Réfléchissons-y ! « Nous regardons généralement les abeilles d’une même espèce comme similaires malgré les variations dans le langage et le comportement, etc., qui les différencient d’une ruche à l’autre, et même parfois d’un individu à l’autre. Mais nous ne voyons de nous que les différences qui nous séparent sans prendre conscience des similitudes qui nous structurent sourdement. » (p. 314)
Qu’en retenir ? Sinon qu’« il n’y a jamais de variations sans invariants » (p. 318).
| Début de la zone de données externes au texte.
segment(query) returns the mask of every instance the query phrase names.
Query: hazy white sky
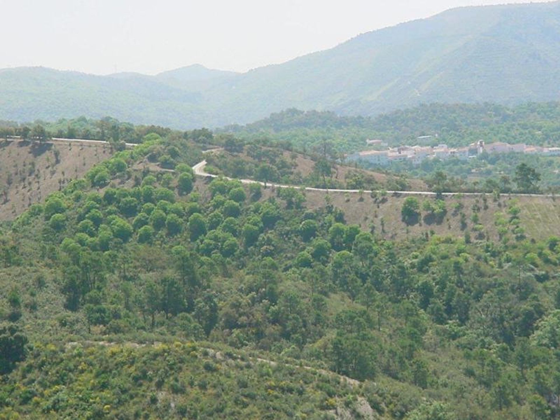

Selon le degré de généralité de ce qui peut être considéré comme acquit, selon aussi le degré de précision que possèdent les propositions, Bernard Lahire distingue les fondements universels des sociétés humaines, les grands faits anthropologiques, les lignes de force et les lois générales.
« À la recherche du commun, du général ou de l’invariant, j’ai adopté le plan de raisonnement suivant, qui consiste à rechercher, chaque fois que cela est possible :
Les prémices - principalement animales - du
système social humain. Cette recherche n’a de sens que du fait du principe de continuité évolutive du vivant. La loi de l’évolution des espèces ne concerne pas seulement l’anatomie ou la physiologie, mais les comportements sociaux et les structures sociales.
Les
coordonnées (ou propriétés fondamentales) du système social humain que j’appelle les grands faits (biologiques ou sociaux) fondamentaux, et qui sont le produit d’une longue histoire évolutive.
Les
lignes de force (qui sont aussi des lignes de développement) historiques à partir desquelles les sociétés humaines se sont structurées et ont évolué.
Les
lois générales qui interviennent tout au long de ces développements historiques et qui sont agissantes aujourd’hui comme hier, et ce quel que soit le type de société. » (p. 319)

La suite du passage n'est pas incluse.